HERODÍAS. –Estás mirando nuevamente a mi hija. No ml debes mirarla. Ya te lo he
dicho.
HERODES. –Tú no dices otra cosa.
HERODÍAS. –Lo digo otra vez.
HERODES. –¿Y esa restauración del templo de la que tanto se ha hablado, se hará
algo? Dicen que el velo del santuario ha desaparecido, ¿verdad?
HERODÍAS.–Fuiste tú mismo quien lo robó. Hablas al azar. No quiero quedarme
aquí. Volvamos al salón.
HERODES. –Baila para mí, Salomé.
HERODÍAS. –No le permitiré bailar.
SALOMÉ. –No tengo deseos de bailar, tetrarca.
HERODES. –Salomé, hija de Herodías, baila para mí.
HERODÍAS. –Déjala.
HERODES. –Te ordeno que bailes, Salomé.
SALOMÉ. –No bailaré, tetrarca.
HERODÍAS (riendo).–Ya ves cómo te obedece.
HERODES. –¿Qué me importa si ella baila o no? Eso no es nada para mí. Esta
noche estoy feliz, estoy sumamente feliz. Nunca he estado tan feliz.
PRIMER SOLDADO. –El tetrarca tiene un aire sombrío. ¿No tiene un aire sombrío?
SEGUNDO SOLDADO. –Sí, tiene un aire sombrío.

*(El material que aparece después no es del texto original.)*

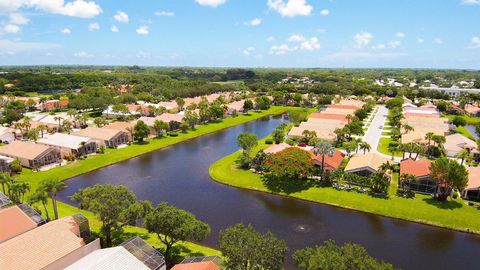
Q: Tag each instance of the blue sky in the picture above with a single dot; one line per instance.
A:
(249, 33)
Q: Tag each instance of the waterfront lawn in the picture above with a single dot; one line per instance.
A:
(383, 147)
(423, 209)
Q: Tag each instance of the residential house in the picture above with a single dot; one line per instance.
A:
(422, 171)
(54, 104)
(31, 155)
(365, 164)
(14, 221)
(7, 135)
(70, 144)
(330, 162)
(122, 126)
(5, 163)
(455, 143)
(104, 136)
(133, 254)
(472, 191)
(54, 245)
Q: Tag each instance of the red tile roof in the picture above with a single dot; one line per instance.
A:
(418, 168)
(209, 265)
(331, 162)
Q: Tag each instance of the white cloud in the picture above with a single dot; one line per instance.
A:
(93, 27)
(82, 54)
(282, 49)
(18, 19)
(121, 16)
(75, 8)
(143, 30)
(310, 45)
(66, 31)
(165, 13)
(254, 22)
(20, 46)
(296, 38)
(248, 51)
(362, 39)
(291, 8)
(474, 43)
(471, 2)
(211, 3)
(11, 28)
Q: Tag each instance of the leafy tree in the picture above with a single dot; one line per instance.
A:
(115, 207)
(245, 248)
(278, 135)
(171, 225)
(247, 105)
(459, 121)
(449, 175)
(52, 186)
(331, 256)
(247, 141)
(140, 131)
(160, 127)
(291, 163)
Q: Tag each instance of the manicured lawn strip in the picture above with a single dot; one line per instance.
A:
(465, 132)
(383, 147)
(454, 215)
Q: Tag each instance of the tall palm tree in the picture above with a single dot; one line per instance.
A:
(5, 179)
(463, 155)
(52, 186)
(324, 149)
(40, 196)
(365, 147)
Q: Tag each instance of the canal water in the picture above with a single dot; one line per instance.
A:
(179, 175)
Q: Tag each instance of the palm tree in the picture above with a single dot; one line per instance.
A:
(52, 186)
(42, 128)
(365, 147)
(324, 149)
(5, 179)
(463, 155)
(40, 196)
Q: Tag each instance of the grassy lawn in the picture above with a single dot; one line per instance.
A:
(112, 156)
(465, 132)
(423, 209)
(470, 120)
(383, 147)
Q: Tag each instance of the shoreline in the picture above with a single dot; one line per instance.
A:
(219, 165)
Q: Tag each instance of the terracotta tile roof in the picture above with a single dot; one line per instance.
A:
(331, 162)
(418, 168)
(98, 133)
(209, 265)
(329, 116)
(119, 125)
(41, 246)
(23, 149)
(473, 178)
(13, 221)
(370, 160)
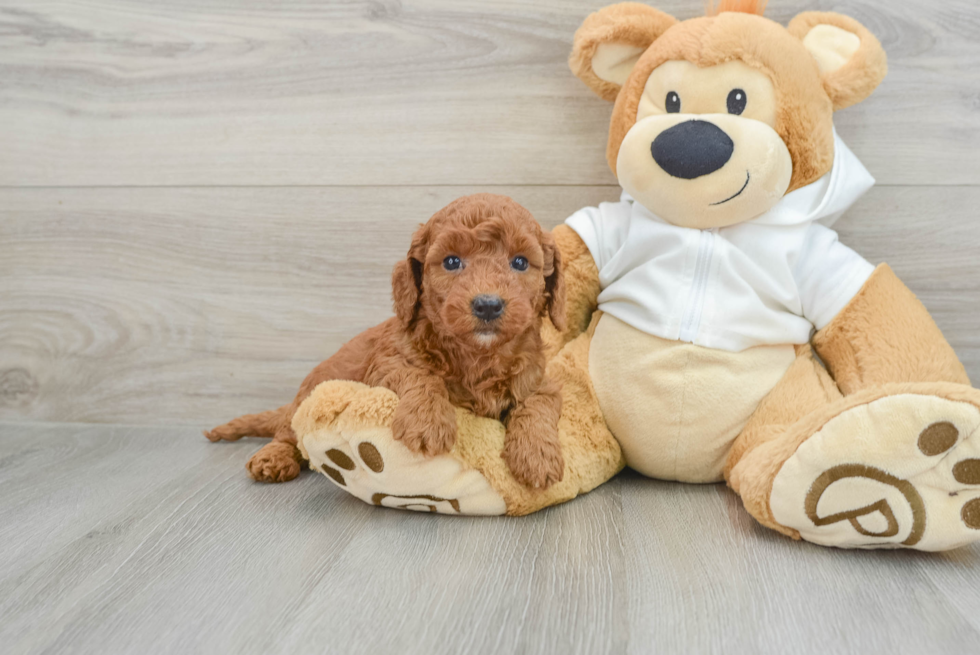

HERODES. –¿Por qué no iba a estar feliz? César, que es el señor del mundo, que
es el señor de todas las cosas, me quiere bien. Acaba de enviarme obsequios muy
preciosos. También me ha prometido que llamará a Roma al rey de Capadocia, que
es mi enemigo. Puede ser que lo crucifique en Roma, porque es capaz de hacer
todo lo que desea. En verdad, César es un señor. Así, tú ves que tengo el derecho
de estar feliz. En verdad, estoy feliz. Nunca he estado tan feliz. Nada hay en el
mundo que pueda empañar mi felicidad.
LA VOZ DE JUAN. –Él estará sentado en su trono. Estará vestido de escarlata y
púrpura. En la mano tendrá la copa dorada de sus blasfemias. Y el ángel del Señor
lo destruirá. Será comido por los gusanos.
HERODÍAS. –Oyes lo que dice de ti. Dice que serás comido por los gusanos.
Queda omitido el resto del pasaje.